The closeness of this family is evident through some of the mentees who have remained in touch with him even years later. For example, a student from Uganda named Andrew Auruku, who Schneider helped mentor in 2018 on a project to increase access to HIV testing, reached out to him again during the pandemic. Auruku’s region in Uganda was having trouble getting access to clean water, and he asked Schneider if he could help. Through Schneider’s mentoring, Auruku was able to get connected with the executive director of MissionCleanWater, and together they helped introduce portable, clean water solutions across Uganda.
Through the process, Schneider and Auruku became close, and Auruku even decided to name his son “Adriano Schneider Auruku” after his mentor.
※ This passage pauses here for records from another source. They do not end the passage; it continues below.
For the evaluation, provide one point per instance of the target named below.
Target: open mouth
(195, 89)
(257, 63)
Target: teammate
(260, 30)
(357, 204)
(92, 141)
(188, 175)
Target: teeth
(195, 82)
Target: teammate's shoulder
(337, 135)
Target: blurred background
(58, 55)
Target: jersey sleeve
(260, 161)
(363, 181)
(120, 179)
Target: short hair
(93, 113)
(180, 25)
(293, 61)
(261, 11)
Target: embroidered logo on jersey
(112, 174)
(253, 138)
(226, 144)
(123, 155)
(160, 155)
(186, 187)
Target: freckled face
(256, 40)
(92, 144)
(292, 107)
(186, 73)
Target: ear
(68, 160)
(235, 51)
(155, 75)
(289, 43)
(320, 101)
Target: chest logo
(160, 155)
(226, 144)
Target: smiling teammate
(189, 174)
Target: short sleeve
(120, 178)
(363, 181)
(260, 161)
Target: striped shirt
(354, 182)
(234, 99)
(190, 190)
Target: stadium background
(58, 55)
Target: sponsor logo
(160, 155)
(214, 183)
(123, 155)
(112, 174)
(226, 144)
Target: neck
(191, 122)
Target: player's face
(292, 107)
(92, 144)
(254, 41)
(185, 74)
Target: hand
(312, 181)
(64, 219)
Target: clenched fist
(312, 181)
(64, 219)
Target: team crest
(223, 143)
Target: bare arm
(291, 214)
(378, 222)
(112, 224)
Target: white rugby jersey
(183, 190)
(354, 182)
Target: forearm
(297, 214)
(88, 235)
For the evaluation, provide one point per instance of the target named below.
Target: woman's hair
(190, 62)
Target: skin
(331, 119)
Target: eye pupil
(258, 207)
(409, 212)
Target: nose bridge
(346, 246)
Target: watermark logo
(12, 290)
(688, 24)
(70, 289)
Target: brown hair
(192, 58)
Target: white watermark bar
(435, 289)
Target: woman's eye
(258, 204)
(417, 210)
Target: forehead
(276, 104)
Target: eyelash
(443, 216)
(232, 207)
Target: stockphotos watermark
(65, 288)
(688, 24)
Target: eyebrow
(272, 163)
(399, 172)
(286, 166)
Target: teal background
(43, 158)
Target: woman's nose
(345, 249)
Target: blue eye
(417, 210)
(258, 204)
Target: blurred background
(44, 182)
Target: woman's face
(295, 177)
“I will have a huge impact on my community out of a product of an intimate relationship that started as a mentor and a mentee relationship,” Auruku told the Clinton Foundation for a news story earlier this year. “That, now, is going to give a ripple effect to benefit thousands of my people.”
Having mentored students for so many years, Schneider has had many other opportunities to see his mentees flourish and make real impacts on the world.
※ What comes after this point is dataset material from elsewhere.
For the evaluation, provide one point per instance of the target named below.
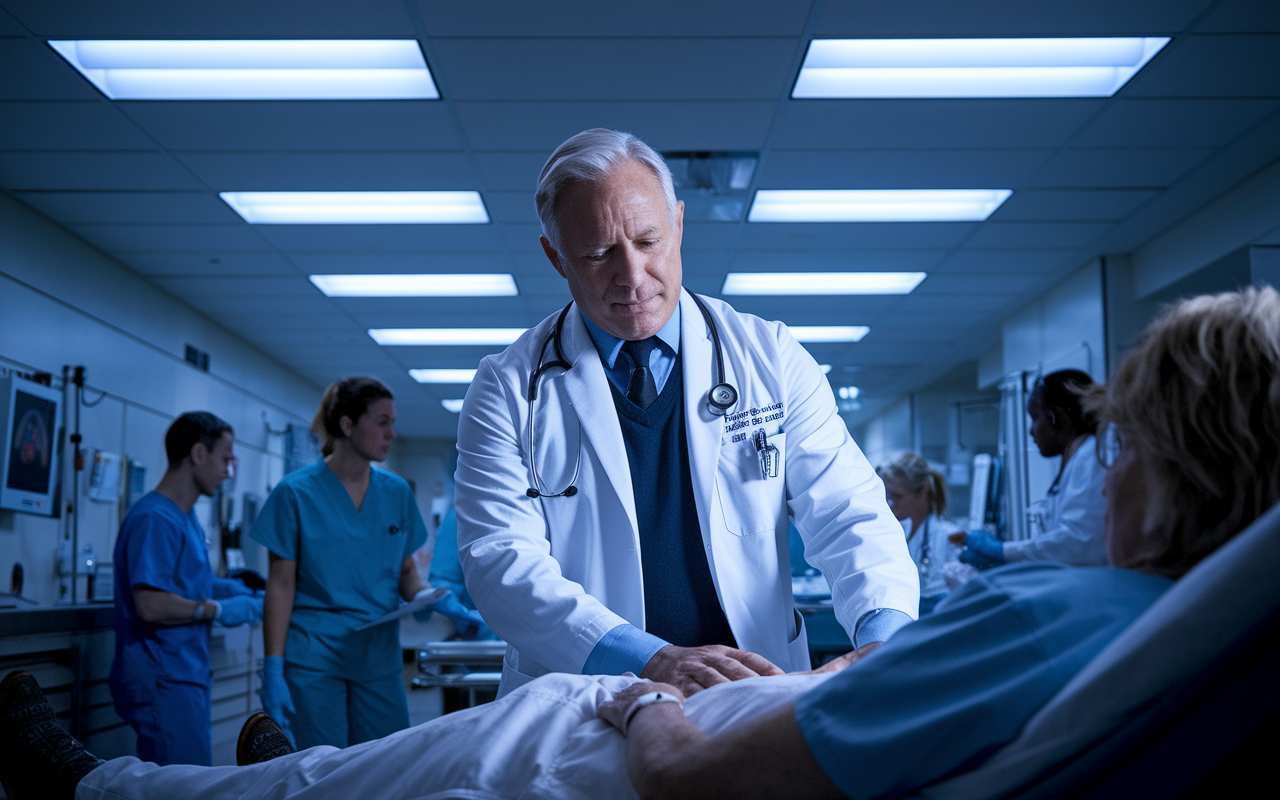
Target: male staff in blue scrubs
(164, 599)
Just a few weeks ago, he was able to meet up with two other former mentees, Benjamin Voller-Brown and Michael Li, at the 2023 United to Beat Malaria Leadership Summit in Washington DC. Schneider was speaking on how local advocacy can help fight malaria as part of a panel called “From Local to Global: Movement to Achieve a Malaria-Free Generation.” While at the event, he saw both mentees present the product they developed under his mentorship—a repair kit for insecticide-treated bed nets—to prospective partners and stakeholders.
“You get to see those students who come in with an idea flourishing and becoming successful entrepreneurs,” Schneider said. “It is a really cool program.”
Bringing startup experience to UC Santa Cruz
Schneider’s passion for taking direct action to benefit human health is also reflected in his academic projects. He is currently a postdoctoral scholar in the lab of Russ Corbett-Detig, associate professor of biomolecular engineering at UC Santa Cruz, where he works on a project with the California Department of Public Health. In this project, Schneider is part of a team responsible for the development of software to analyze SARS-CoV-2 genomic data to further inform public health officers on viral dynamics and help curb the COVID-19 pandemic.
Schneider said that he is glad to be working in Russ’s lab, which he sees as very forward-thinking in its drive to create real health applications for their work. He sees a parallel between what he does at UC Santa Cruz and his experience with CGIU.
“In addition to my role in research and publishing papers, I also have the role of being the bridge between academia and public health,” Schneider said. “In that sense, I would say that the skills I got through interacting with students from diverse fields and also the startup environment allow me to know how to speak these different languages and jump between different groups without speaking too much scientific jargon to them.”
Schneider’s long-term goal when he finishes his postdoc appointment is to become a faculty member so he can continue to influence students, and he hopes that his experience combining basic science with real-world applications both through CGIU and the partnership Russ’s lab has with the CDPH will allow him to be a better teacher and mentor.
“I feel like I can give more to students with a more broad perspective,” Schneider said.
When asked what advice he has for students who want to become entrepreneurs, Schneider shared, “There is not a single piece [of advice], but I would say to work mainly on your networking. If you want to become a successful entrepreneur you have to be well-connected. And if you have a great idea but you are not outspoken, find a partner who can do that networking for you. To be able to deliver a product to market you will need to leverage that network, because nothing gets done in isolation these days.”